– Калина Иванович, – спросил Яшка, – пойдет ли в счет нехристь-самоедина узкоглазая? Вдруг дуть воспротивится, он и других-то плешаков мутить будет.
– У него баба наша, майденьска родом. Она его за жизь-ту так отлупцевала катанцем по башке, что и лысина с этой лупцовки пошла. Порато он пить любит, попивает винцо-то, через то и бой меж има идет. Ничего, в торбу под самую завязку пусть лезет.
Сделал кормщик последнюю метку, потом ножом полоснул себя по руке, кровью смазал зарубыши, бахилы повыше подтянул и, оскальзываясь на подводных камнях-лудах, стал забродить в реку. А мужики на берегу завопили что было сил: «Запад да шалоник – пора потянуть. Сорок плешей, все сосчитанные, пересчитанные, – шалоникова плешь наперед пошла».
Тут Калина встал к реке задом, нагнулся и палку с зарубышами плешивых спустил по течению меж ног. А сам, черпая пригоршнями воду, стал плескаться и кричать: «Дуй, ветер-шалоник!», и котляна на берегу запела: «Западу, шалонику – каши наварю и блинов напеку, а востоку и обеднику – спину оголю. У запада, шалоника – жена хороша, у востока, у обедника – жена померла».
Ночь отоспали у костра, а утром кормщику и палец слюнявить не надо. Хмурые рваные облака мчались над самой водой, нанося на берег секучую влагу; ветер, нарастая, бежал по темной реке, задирал белые гребешки, а там, ближе к устью, уже родилась игровая волна – толкунец. В казенке на шкуне вдруг запел вторую зорю долговязый кормщиковый петух: после каждого хриплого вскрика он шумно хлопал крыльями и долбил в палубу клювом.
Дослушав петуха, поставили мужики косой парус, и побежало суденко кипящей широкой водой. Ветер нарастал и бился в тугом полотнище: знать, добро старались, дули в парус сорок мезенских плешивых.
... Проводил Донька отцову шкуну и совсем тревожно зажил. Раза два видел случайно Тайку, старался идти рядом с ней, не боясь чужих взглядов и наговоров, спрашивал нерешительно:
– Тая, как же так, а?
– Не надо, Доня...
– Ты скажи хоть, что случилось?
– Не надо, люди смотрят. Что скажут... Венчанная я жена.

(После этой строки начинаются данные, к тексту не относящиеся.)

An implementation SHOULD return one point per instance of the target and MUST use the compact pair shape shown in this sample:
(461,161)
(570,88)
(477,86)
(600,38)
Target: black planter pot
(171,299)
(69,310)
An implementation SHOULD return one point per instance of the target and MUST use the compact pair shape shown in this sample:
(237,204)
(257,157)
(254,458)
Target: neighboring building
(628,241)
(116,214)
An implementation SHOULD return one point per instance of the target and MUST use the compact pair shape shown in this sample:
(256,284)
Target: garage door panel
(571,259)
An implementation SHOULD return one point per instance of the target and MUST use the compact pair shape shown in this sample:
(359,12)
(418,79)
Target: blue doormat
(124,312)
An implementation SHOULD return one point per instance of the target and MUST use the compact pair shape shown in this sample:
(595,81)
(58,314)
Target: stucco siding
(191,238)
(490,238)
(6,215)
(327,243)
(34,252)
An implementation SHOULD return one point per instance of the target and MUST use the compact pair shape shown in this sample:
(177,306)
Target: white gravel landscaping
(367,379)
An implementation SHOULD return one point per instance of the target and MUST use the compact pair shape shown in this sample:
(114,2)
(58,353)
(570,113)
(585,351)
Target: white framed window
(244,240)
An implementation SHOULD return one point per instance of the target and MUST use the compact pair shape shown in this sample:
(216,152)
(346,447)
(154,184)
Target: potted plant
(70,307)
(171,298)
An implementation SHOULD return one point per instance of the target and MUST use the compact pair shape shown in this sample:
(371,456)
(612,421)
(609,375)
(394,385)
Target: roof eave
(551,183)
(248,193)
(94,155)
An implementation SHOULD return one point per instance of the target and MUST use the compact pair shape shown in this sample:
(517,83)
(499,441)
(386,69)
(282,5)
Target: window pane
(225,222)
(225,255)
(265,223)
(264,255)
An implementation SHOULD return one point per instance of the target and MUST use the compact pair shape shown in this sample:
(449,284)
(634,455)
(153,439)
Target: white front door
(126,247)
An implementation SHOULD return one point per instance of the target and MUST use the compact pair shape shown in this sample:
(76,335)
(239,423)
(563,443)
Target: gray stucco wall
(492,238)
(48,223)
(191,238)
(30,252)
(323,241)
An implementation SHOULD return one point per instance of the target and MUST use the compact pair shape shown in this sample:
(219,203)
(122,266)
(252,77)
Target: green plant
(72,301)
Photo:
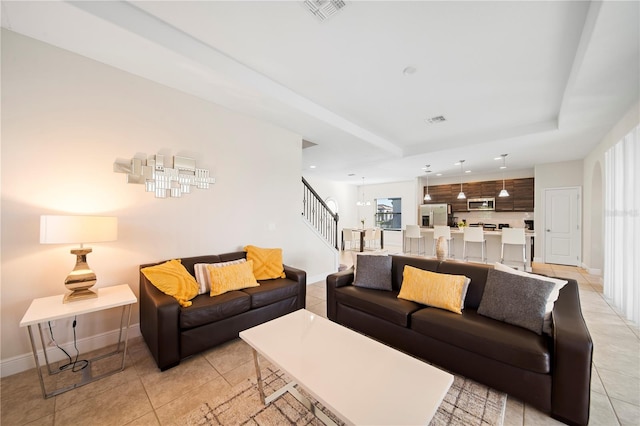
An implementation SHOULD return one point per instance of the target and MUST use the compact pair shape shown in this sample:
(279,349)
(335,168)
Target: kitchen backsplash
(514,219)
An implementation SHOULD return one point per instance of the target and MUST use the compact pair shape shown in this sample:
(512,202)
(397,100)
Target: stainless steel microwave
(474,204)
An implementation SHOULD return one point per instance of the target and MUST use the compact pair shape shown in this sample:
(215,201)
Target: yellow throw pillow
(267,263)
(231,277)
(174,280)
(429,288)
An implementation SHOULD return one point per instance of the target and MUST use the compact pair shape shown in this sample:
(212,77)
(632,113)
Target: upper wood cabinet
(521,194)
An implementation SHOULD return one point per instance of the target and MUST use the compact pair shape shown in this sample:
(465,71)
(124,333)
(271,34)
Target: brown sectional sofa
(552,373)
(173,333)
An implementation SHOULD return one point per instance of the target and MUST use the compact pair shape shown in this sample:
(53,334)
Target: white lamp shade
(77,229)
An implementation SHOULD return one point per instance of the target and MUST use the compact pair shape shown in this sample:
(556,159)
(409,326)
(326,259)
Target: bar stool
(347,237)
(474,234)
(413,232)
(442,231)
(514,236)
(370,237)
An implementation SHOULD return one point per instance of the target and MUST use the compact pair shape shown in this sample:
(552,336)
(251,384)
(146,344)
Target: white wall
(65,120)
(593,206)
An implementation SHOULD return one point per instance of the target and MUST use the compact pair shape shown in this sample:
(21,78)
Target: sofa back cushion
(189,262)
(477,273)
(397,267)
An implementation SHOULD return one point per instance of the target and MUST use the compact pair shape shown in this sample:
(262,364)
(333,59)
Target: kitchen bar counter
(512,253)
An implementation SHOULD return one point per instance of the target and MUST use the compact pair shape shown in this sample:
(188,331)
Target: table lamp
(74,230)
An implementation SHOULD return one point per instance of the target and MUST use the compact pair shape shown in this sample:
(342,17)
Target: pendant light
(504,192)
(461,195)
(427,197)
(363,202)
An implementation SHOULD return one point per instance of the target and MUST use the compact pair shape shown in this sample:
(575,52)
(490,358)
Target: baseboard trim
(592,271)
(319,277)
(24,362)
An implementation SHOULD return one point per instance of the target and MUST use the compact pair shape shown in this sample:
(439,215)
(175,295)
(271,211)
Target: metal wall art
(163,180)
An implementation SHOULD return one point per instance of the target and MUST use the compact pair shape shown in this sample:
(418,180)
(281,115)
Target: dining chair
(514,236)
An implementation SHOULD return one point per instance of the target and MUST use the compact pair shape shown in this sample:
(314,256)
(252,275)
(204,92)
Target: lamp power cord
(74,364)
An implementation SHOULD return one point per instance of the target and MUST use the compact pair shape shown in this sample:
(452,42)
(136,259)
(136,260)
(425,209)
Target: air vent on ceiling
(434,120)
(324,9)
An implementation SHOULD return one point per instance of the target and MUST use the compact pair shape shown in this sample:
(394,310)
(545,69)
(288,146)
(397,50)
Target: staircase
(319,216)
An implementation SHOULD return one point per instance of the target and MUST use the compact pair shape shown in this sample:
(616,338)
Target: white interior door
(562,226)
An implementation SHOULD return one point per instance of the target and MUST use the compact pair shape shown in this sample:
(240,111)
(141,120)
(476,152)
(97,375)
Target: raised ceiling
(542,81)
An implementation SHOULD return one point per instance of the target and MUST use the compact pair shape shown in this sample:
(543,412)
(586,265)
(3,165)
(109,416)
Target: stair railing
(319,215)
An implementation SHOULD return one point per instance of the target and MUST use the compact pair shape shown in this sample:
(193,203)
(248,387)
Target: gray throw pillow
(374,272)
(515,299)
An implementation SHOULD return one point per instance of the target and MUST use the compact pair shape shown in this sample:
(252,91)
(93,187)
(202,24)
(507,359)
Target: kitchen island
(512,253)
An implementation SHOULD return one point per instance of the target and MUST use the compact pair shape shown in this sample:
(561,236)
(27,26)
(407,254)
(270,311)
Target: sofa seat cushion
(493,339)
(382,304)
(271,291)
(206,309)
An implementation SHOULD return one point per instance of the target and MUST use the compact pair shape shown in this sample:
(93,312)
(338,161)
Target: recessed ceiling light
(409,70)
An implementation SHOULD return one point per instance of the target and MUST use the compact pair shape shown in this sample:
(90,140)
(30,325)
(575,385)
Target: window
(622,225)
(389,213)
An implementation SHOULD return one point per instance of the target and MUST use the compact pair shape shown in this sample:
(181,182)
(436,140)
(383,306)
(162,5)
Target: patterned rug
(466,403)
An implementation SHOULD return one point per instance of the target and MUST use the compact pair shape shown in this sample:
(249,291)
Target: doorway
(563,219)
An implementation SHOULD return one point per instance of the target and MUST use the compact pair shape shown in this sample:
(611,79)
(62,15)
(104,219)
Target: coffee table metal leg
(259,376)
(289,387)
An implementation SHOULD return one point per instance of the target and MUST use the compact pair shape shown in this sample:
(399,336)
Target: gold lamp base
(81,279)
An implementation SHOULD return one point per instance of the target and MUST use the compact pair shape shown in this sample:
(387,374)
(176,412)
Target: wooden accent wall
(521,194)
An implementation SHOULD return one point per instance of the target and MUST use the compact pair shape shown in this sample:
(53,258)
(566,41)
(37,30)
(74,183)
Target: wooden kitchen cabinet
(504,204)
(521,194)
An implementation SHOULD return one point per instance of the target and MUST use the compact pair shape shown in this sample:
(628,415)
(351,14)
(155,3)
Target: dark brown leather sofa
(173,333)
(552,373)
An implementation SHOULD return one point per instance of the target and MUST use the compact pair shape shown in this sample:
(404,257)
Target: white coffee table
(360,380)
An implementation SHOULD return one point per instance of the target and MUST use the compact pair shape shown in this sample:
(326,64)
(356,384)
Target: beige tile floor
(142,395)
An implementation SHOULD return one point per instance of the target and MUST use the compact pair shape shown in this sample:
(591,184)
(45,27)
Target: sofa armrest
(300,277)
(336,280)
(573,351)
(160,324)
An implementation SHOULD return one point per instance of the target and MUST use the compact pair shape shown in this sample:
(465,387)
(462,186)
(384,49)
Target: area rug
(466,403)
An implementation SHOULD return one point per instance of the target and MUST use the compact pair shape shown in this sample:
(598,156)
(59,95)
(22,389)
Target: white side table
(51,308)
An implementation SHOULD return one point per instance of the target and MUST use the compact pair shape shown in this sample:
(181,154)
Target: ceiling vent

Спотыкался Донька, смотрел в любимое лицо и не узнавал его: мертвое оно и недвижное, губы поблекли разом и посунулись. Жалость душила Доньку, и он едва сдерживал себя, чтобы не обнять Тайку посреди улицы. Но жалость мешалась с невыносимой обидой, и парень холодно спрашивал:
– Ты не любила меня, да?
– Да, да, да... Только отстань от меня. Не любила, – почти с наслаждением кричала Тайка, но тут же испуганно озиралась, забегала в дом и для надежности запирала дверь на засов. Подавив в душе неясные воспоминания, тупо сидела на лавке, уронив в подол потрескавшиеся от воды руки; потом начинала бродить по избе до самых сумерек, все находя какое-то дело, а когда бычьи пузыри в оконцах тускнели, закрывала их волочильными досками, забиралась на полати и долго лежала в душной темноте с открытыми глазами. Порой в груди просыпались рыдания, они подступали к самому горлу, душили Тайку, и казалось, что сейчас заплачет она и будет долго и освобожденно рыдать, но горький комок растворялся, а глаза оставались сухими. Иногда заходила Евстолья, шарила взглядом по избе, спрашивала смиренно: не грустно ли молодухе без мужика да не страшно ли ночевать одной в избе, может, ей, Евстолье, приходить на ночь сюда, вдвоем-то все веселее будет. Но Тайка отмалчивалась, порой не выдерживала, зло кричала: «Нет, нет, нет...» Ей не хотелось никого видеть, особенно родичей, и Тайка облегченно вздыхала, когда сестра обиженно уходила.